The cause of primary insufficiency (Addison’s disease, bronze disease) is the destruction of the adrenal cortex during hemorrhage or trauma, autoimmune processes, tuberculosis, hemochromatosis. Hypocorticism is manifested as:

• hypoglycemia,
• hypersensitivity to insulin,
• anorexia and weight loss,
• weakness,
• hypotension,
• hyponatremia and hyperkalemia,
• increased pigmentation of the skin and mucous membranes (compensatory increase in the amount of ACTH, which has a slight melanotropic effect).

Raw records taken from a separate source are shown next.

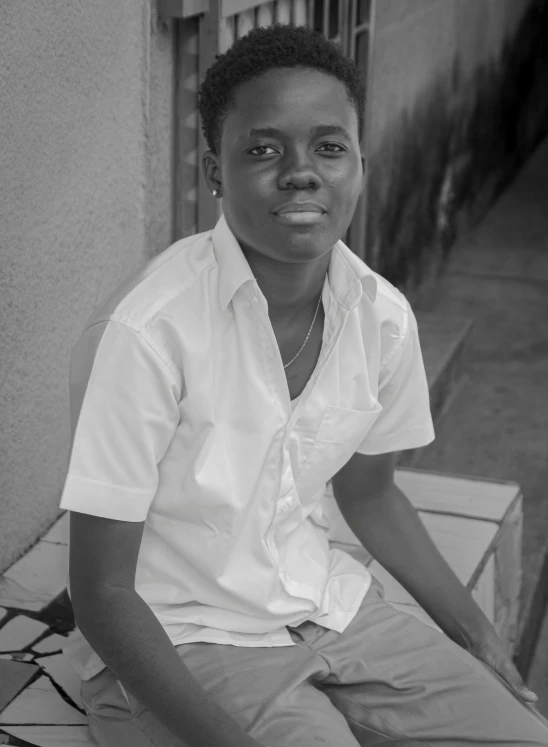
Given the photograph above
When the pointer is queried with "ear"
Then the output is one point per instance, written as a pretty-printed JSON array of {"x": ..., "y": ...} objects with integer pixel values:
[
  {"x": 211, "y": 166},
  {"x": 364, "y": 170}
]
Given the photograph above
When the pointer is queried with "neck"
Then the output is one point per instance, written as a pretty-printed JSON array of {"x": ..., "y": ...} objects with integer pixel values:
[{"x": 289, "y": 288}]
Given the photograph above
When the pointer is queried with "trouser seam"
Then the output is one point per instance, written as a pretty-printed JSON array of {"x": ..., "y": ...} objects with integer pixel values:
[{"x": 370, "y": 710}]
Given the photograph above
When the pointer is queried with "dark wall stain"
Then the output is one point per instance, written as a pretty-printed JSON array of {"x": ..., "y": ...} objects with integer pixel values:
[{"x": 444, "y": 162}]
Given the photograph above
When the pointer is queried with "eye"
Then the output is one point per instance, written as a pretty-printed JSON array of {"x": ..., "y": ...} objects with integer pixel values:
[
  {"x": 259, "y": 147},
  {"x": 333, "y": 145}
]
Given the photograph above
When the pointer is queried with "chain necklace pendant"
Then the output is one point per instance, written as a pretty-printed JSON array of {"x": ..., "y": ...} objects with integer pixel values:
[{"x": 308, "y": 335}]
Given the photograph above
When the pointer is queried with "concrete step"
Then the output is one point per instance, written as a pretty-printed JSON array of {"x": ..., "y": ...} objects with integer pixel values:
[
  {"x": 444, "y": 351},
  {"x": 476, "y": 523}
]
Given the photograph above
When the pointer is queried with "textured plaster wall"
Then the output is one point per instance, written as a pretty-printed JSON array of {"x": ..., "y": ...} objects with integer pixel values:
[
  {"x": 457, "y": 104},
  {"x": 86, "y": 197}
]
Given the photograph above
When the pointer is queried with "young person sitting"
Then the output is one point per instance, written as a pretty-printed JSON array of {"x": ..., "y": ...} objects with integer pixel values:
[{"x": 213, "y": 395}]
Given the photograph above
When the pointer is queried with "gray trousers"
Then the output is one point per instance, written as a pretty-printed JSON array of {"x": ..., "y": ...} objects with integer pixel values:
[{"x": 387, "y": 679}]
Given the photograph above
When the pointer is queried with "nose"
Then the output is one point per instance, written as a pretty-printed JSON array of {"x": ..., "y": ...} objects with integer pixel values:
[{"x": 298, "y": 171}]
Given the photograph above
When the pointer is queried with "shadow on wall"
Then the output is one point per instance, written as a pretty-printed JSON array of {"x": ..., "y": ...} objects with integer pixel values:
[{"x": 443, "y": 163}]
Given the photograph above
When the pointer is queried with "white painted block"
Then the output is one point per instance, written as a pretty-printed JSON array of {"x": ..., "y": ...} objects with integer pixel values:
[{"x": 484, "y": 591}]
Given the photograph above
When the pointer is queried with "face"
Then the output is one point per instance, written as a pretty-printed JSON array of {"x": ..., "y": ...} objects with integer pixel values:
[{"x": 292, "y": 137}]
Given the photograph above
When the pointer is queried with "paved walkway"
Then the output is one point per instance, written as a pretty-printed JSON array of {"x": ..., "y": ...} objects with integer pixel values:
[
  {"x": 497, "y": 423},
  {"x": 497, "y": 426}
]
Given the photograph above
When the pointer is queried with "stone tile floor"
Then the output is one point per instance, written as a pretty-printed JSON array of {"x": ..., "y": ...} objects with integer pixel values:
[
  {"x": 39, "y": 694},
  {"x": 40, "y": 701}
]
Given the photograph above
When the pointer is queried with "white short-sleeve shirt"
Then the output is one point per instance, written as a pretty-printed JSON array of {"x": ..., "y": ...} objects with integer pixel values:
[{"x": 181, "y": 417}]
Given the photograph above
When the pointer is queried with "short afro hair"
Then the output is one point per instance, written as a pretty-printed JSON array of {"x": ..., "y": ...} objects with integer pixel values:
[{"x": 265, "y": 48}]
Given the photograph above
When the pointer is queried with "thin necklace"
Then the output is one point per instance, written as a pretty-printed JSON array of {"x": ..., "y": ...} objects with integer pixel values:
[{"x": 309, "y": 331}]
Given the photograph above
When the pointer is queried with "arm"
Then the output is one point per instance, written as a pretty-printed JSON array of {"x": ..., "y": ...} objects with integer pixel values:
[
  {"x": 389, "y": 527},
  {"x": 126, "y": 634}
]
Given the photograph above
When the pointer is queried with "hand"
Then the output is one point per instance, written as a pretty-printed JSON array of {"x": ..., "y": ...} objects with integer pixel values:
[{"x": 489, "y": 649}]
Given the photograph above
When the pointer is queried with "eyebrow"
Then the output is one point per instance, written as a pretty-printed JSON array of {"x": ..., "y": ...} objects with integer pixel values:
[{"x": 317, "y": 130}]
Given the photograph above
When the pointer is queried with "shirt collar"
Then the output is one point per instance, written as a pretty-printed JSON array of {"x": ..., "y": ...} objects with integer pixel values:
[{"x": 347, "y": 273}]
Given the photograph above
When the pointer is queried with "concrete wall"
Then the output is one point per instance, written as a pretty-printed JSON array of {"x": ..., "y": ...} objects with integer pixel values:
[
  {"x": 86, "y": 196},
  {"x": 457, "y": 102}
]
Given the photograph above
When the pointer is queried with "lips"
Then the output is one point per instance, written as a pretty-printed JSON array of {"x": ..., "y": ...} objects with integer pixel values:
[{"x": 299, "y": 207}]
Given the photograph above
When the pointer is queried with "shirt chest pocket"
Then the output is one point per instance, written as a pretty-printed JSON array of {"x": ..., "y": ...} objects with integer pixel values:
[{"x": 343, "y": 425}]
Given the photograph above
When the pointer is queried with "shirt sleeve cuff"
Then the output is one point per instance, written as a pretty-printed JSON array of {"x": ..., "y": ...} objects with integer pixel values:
[
  {"x": 108, "y": 501},
  {"x": 411, "y": 439}
]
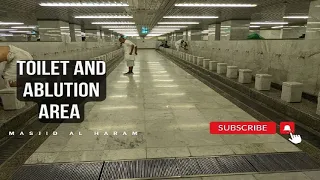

Secondary insufficiency occurs with ACTH deficiency or a decrease in its effect on the adrenal glands – all symptoms of hypocorticism occur, except for pigmentation.

Hyperfunction

Primary hyperfunction (Cushing’s syndrome, hypercortisolism syndrome, steroidal diabetes ) occurs in benign or malignant tumors of the adrenal cortex. It manifests itself as:

• decreased glucose tolerance – abnormal hyperglycemia after sugar load or after eating,
• hyperglycemia due to activation of gluconeogenesis,
• obesity of the face and trunk (associated with an increased effect of insulin in hyperglycemia on adipose tissue) – buffalo hump, apron (frog) belly, moon-shaped face,
• glucosuria,
• increase in protein catabolism and increase in blood nitrogen,
• osteoporosis and increased loss of calcium and phosphate from bone tissue,
• decrease in cell growth and division – leukopenia, immunodeficiencies, thinning of the skin, gastric ulcer and duodenal ulcer,
• violation of the synthesis of collagen and glycosaminoglycans,
• hypertension due to activation of the renin-angiotensin system.